I don't think I see a way of fixing this bug without making things potentially worse, does anyone have thoughts?
Thanks very much for the analysis and example @ldionne. I see what you mean, since C++20 users have been able to rely on the new behaviour so, for example, they may expect iterator invalidation does not occur when calling reserve(0) as you say.
However, I think the code pattern in the LLVM 6.0 header might save us in this case. The string is always made empty()
before the call to reserve(0)
, so we actually don't need to revert the behaviour in all cases, only the special case where the string is empty (which is what I'm proposing in https://github.com/llvm/llvm-project/pull/74168 currently)
Off-hand, I'm not seeing how someone could be holding a valid reference to the buffer in a size() == 0
string (whatever we did to make it empty should have been iterator invalidating IIUC), though I definitely could be wrong.
Please let me know what you think.
I don't know whether there are such programs out there and TBH it's really hard to tell, however the consequences of violating that assumption are arguably worse than a memory leak, since that would lead to a use-after-free bug, which is a security issue.
That's only in terms of the implementation behaviour. Clearly, reserve
is allowed to invalidate iterators, etc. due to reallocation to increase the capacity. Unlike vector::reserve
, there is no wording to say that iterators, etc. remain valid in the absence of reallocation, and https://wg21.link/string.require#4 provides permission for the invalidation to occur. It appears C++23 programs should be written only to rely on non-reallocation in terms of performance (and not functional correctness).
It's a difficult argument to make that data()
should point somewhere else in the absence of reallocation though.
Off-hand, I'm not seeing how someone could be holding a valid reference to the buffer in a
size() == 0
string (whatever we did to make it empty should have been iterator invalidating IIUC), though I definitely could be wrong.

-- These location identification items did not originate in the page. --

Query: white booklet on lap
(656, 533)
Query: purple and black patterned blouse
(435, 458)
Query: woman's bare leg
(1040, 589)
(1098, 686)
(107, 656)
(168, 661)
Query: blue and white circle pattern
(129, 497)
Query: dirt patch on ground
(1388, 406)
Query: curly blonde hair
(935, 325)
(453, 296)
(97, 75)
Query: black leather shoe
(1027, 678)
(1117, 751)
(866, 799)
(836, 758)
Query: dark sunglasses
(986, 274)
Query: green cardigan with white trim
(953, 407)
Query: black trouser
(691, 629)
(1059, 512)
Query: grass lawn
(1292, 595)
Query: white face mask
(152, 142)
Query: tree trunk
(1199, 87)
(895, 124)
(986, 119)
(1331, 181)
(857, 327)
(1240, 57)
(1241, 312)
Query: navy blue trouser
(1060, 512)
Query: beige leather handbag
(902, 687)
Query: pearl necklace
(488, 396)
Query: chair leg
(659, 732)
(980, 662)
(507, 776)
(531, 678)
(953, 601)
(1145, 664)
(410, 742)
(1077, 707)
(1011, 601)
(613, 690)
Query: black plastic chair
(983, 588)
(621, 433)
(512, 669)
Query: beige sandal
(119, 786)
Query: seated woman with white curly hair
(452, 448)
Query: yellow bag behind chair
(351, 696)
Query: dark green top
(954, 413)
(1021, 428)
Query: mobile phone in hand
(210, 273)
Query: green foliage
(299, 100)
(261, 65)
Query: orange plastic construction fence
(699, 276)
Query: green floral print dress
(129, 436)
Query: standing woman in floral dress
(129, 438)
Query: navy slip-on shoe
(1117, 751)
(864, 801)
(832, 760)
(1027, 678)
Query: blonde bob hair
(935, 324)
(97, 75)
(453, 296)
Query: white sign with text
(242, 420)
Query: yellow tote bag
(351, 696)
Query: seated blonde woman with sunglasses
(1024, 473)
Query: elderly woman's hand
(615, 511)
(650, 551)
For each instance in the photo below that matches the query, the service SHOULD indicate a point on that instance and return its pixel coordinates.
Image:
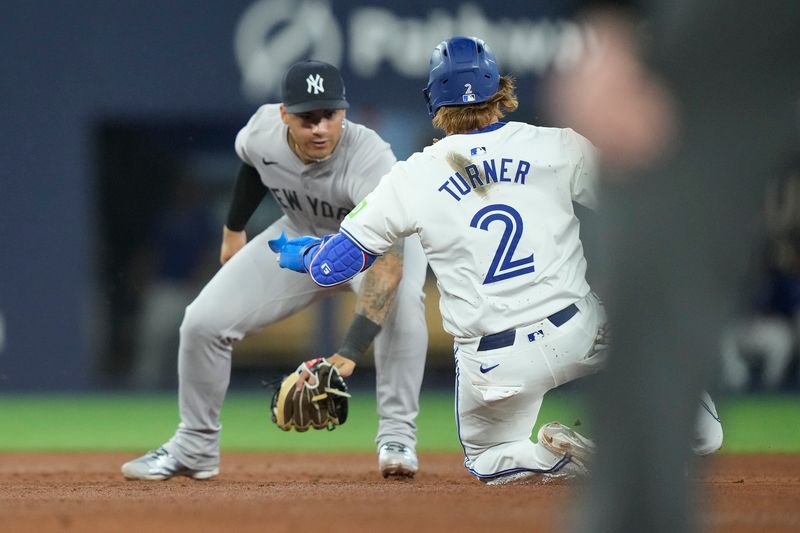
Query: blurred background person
(178, 258)
(689, 120)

The issue is that the iterator may have been latched between the operation to make the string empty and the call to reserve
.
#include <string>
extern "C" int printf(const char *, ...);
std::string longstring(
"12345678901234567890123456789012"
"12345678901234567890123456789012"
);
int main(void) {
longstring.clear();
const auto lsend = longstring.end();
longstring.reserve(0);
const auto lsbegin2 = longstring.begin();
const auto lsend2 = longstring.end();
printf("%ld\n", std::distance(lsbegin2, lsend2));
printf("%ld\n", std::distance(lsbegin2, lsend)); // should be 0 _if_ invalidation is not allowed for non-reallocating `reserve`
}
Given the discussion and potential risks of the fix identified in this item, I've mark this as Won't Fix
The following test program exhibits memory leaks when built with libc++ versions <= 6.0 and run against newer libc++ shared/dylibs:
Previous versions of libc++ before 7.0 used clear and shrink_to_fit in the move constructor to release the existing allocation as part of the move:
https://github.com/llvm/llvm-project/blob/d359f2096850c68b708bc25a7baca4282945949f/libcxx/include/string#L2106
In the same versions, shrink_to_fit() is implemented as an inline call to reserve().

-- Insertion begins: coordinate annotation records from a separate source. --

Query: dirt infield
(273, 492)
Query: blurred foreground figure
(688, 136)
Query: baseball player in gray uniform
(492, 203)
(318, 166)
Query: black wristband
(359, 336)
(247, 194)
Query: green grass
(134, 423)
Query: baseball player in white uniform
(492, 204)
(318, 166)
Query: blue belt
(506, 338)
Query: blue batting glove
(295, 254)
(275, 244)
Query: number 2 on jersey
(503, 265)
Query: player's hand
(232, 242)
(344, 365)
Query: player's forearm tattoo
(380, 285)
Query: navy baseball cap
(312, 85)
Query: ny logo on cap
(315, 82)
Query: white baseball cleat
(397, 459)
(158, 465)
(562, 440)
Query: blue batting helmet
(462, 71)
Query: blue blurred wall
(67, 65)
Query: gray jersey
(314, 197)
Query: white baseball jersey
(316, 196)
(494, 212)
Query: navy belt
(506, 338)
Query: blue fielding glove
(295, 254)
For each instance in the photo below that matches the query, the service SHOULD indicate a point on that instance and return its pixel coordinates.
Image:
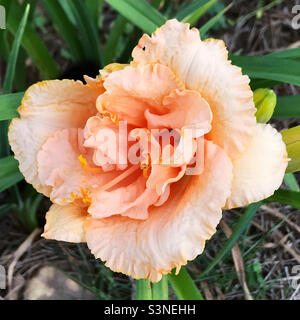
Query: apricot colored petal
(60, 169)
(129, 92)
(186, 108)
(132, 201)
(161, 176)
(260, 169)
(174, 232)
(65, 223)
(47, 107)
(203, 66)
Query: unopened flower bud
(291, 138)
(265, 102)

Unfortunately, the C++ standard changed the semantics of reserve() in https://www.open-std.org/jtc1/sc22/wg21/docs/papers/2018/p0966r1.html to never deallocate, which libc++ now implements (https://github.com/llvm/llvm-project/commit/4d64d7dd641d385439a354db1f98cbb0ab7167f9).
The deallocation was non-binding according to the standard, but unfortunately the string header implementation prior to LLVM 6.0 depends on that behaviour being present in the shared/dylib.